The Monument is loftier than the pillars of Trajan and Antoninus, at Rome, or that of Theodosius at Constantinople; and it is not only the loftiest, but also the finest isolated column in the world.

It was at first used by the members of the Royal Society for astronomical purposes, but was abandoned on account of its vibration being too great for the nicety required in their observations. Hence the report that the Monument is unsafe, which has been revived in our time; "but," says Elwes, "its scientific construction may bid defiance to the attacks of all but earthquakes for centuries to come."

A large print of the Monument represents the statue of Charles placed, for comparative effect, beside a sectional view of the apex, as constructed.
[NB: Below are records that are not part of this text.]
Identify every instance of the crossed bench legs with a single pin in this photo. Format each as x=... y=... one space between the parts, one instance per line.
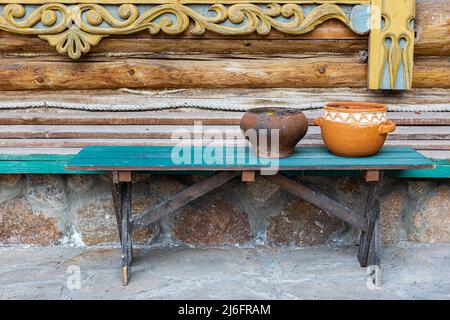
x=369 y=223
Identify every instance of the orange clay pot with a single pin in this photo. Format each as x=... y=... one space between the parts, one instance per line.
x=354 y=129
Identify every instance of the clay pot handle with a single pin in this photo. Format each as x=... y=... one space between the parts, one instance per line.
x=387 y=127
x=318 y=121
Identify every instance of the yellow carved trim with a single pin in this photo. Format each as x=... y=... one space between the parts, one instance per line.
x=391 y=44
x=185 y=1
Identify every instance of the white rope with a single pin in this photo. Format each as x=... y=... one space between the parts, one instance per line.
x=195 y=103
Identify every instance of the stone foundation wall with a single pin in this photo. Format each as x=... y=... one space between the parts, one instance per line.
x=55 y=209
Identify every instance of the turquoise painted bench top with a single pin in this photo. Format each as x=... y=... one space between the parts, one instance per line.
x=42 y=163
x=168 y=158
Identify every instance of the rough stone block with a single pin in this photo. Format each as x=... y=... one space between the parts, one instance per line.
x=301 y=224
x=430 y=222
x=19 y=225
x=261 y=189
x=215 y=224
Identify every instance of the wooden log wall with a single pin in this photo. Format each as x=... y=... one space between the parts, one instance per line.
x=330 y=56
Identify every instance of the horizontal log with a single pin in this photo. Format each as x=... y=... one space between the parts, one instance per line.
x=8 y=150
x=230 y=97
x=201 y=71
x=167 y=132
x=76 y=144
x=433 y=38
x=185 y=118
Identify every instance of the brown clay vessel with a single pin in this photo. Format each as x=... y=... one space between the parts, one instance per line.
x=354 y=129
x=291 y=124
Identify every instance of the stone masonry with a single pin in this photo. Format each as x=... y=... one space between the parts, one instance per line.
x=54 y=209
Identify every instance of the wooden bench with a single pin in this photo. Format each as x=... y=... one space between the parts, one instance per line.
x=228 y=162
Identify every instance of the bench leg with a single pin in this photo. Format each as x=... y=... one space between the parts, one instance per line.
x=122 y=195
x=125 y=232
x=369 y=254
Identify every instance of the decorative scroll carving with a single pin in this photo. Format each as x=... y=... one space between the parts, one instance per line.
x=392 y=44
x=73 y=26
x=72 y=29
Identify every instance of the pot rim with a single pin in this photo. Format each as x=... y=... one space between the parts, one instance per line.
x=355 y=107
x=276 y=111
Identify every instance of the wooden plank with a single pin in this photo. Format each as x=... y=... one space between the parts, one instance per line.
x=319 y=200
x=185 y=118
x=230 y=97
x=28 y=145
x=167 y=132
x=435 y=154
x=181 y=199
x=211 y=71
x=240 y=159
x=248 y=176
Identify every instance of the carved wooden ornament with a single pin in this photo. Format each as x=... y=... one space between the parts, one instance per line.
x=73 y=26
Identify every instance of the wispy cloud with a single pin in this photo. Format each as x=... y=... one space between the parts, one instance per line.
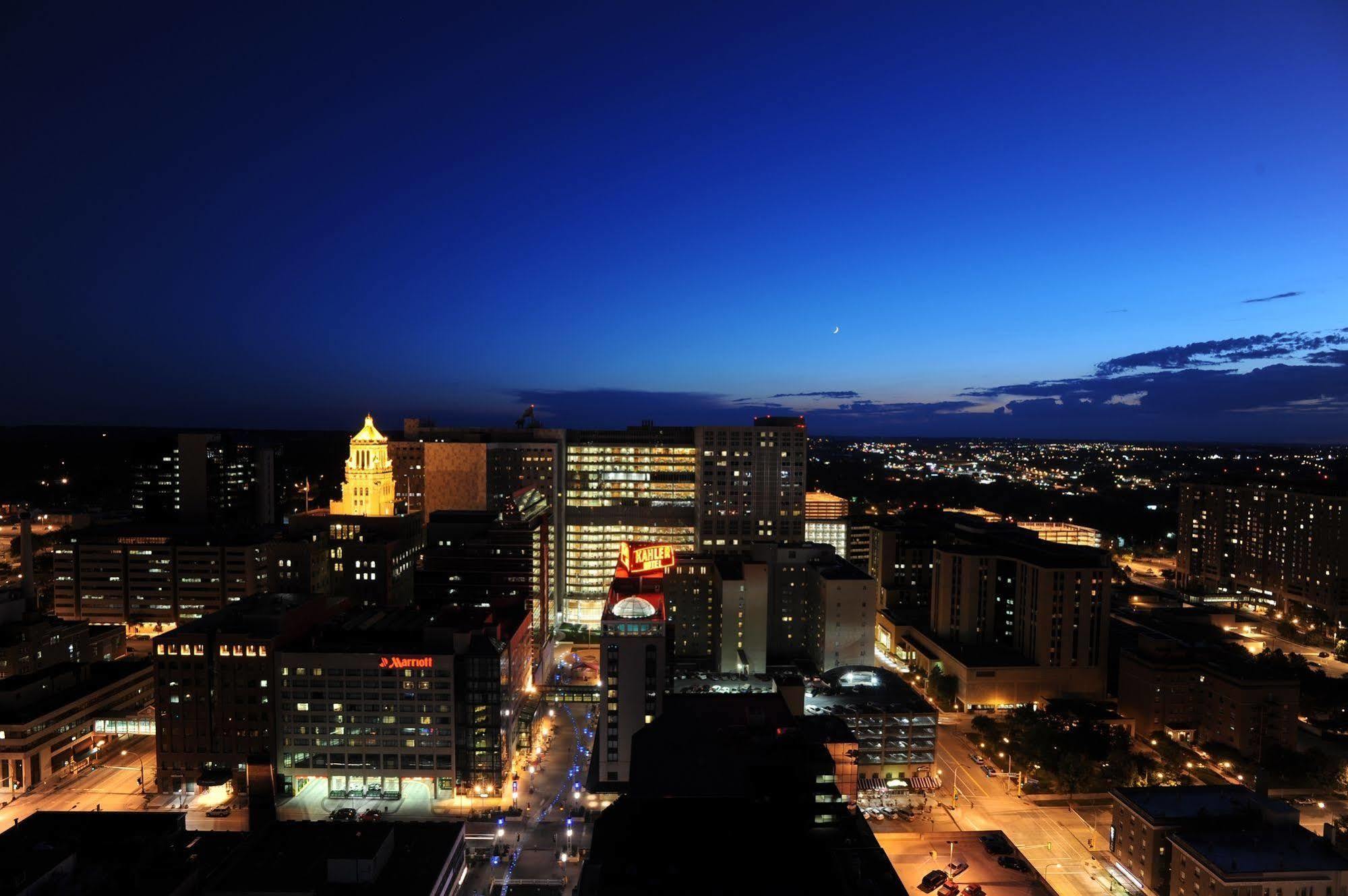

Wren's autograph report on the designs for the summit were added to the MSS. in the British Museum in 1852. A model, scale one-eighth of an inch to the foot, of the scaffolding used in building the Monument is preserved. It formerly belonged to Sir William Chambers, and was presented by Heathcote Russell, C.E., to the late Sir Isambard Brunel, who left it to his son, Mr. I.K. Brunel. The ladders were of the rude construction of Wren's time—two uprights, with treads or rounds nailed on the face.

On June 15, 1825, the Monument was illuminated with portable gas, in commemoration of laying the first stone of New London Bridge. A lamp was placed at each of the loopholes of the column, to give the idea of its being wreathed with flame; whilst two other series were placed on the edges of the gallery, to which the public were admitted during the evening.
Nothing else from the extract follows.